What You Need To Know

  • New York City has seen a "pretty steep decline" in its daily monkeypox case count in recent weeks, the city's health commissioner, Dr. Ashwin Vasan, said Tuesday

  • The city's seven-day average case count fell from a peak of 72 on July 30 to 16 on Monday, data shows

  • As of Tuesday, the department was reporting a total of 2,794 presumed monkeypox cases — up from 2,130 on Aug. 12

Vasan attributed the drop to the city’s efforts to encourage “behavior modification by, in particular, the affected communities,” as well as its vaccination campaign. 

The city has administered more than 68,000 doses of the Jynneos monkeypox vaccine since it launched its vaccination effort, according to health department data. 

“They are partially vaccinated, of course,” Vasan said of New Yorkers who received their first doses. “But we think that there’s a pretty significant level of protection conferred by a single dose as a temporizing measure towards a second dose when we have more supply.”

The United States still has a limited supply of Jynneos vaccine doses, the Centers for Disease Control and Prevention’s website says.
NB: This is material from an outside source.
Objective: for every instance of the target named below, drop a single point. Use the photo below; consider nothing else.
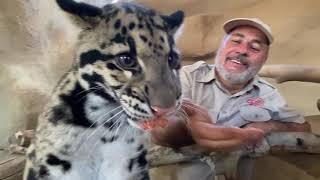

New York City, for its part, has “more than double the number of any jurisdiction, in terms of the number of people vaccinated,” the commissioner noted. 

Health officials, however, still have “work to do” when it comes to vaccine equity, he said. 

As of Aug. 18, Manhattan had administered the most monkeypox vaccine doses — 29,559 — of any borough, surpassing the 18,057 doses administered in Brooklyn, 9,106 doses administered in Queens, 3,377 doses administered in the Bronx and the 396 doses administered on Staten Island. 

More than 29,000 white New Yorkers had received monkeypox vaccines, compared to 14,769 Hispanic New Yorkers, 7,574 Black New Yorkers and 6,472 Asian or Pacific Islanders, data shows. 

New Yorkers ages 25 to 34 and 35 to 44, meanwhile, represented the age groups with the highest vaccination rates. 

“Clearly, the data shows that we are not where we want to be in terms of vaccinations in the Bronx, vaccinations amongst African Americans, vaccinations amongst older New Yorkers,” Vasan said. “So we have to double down on that.”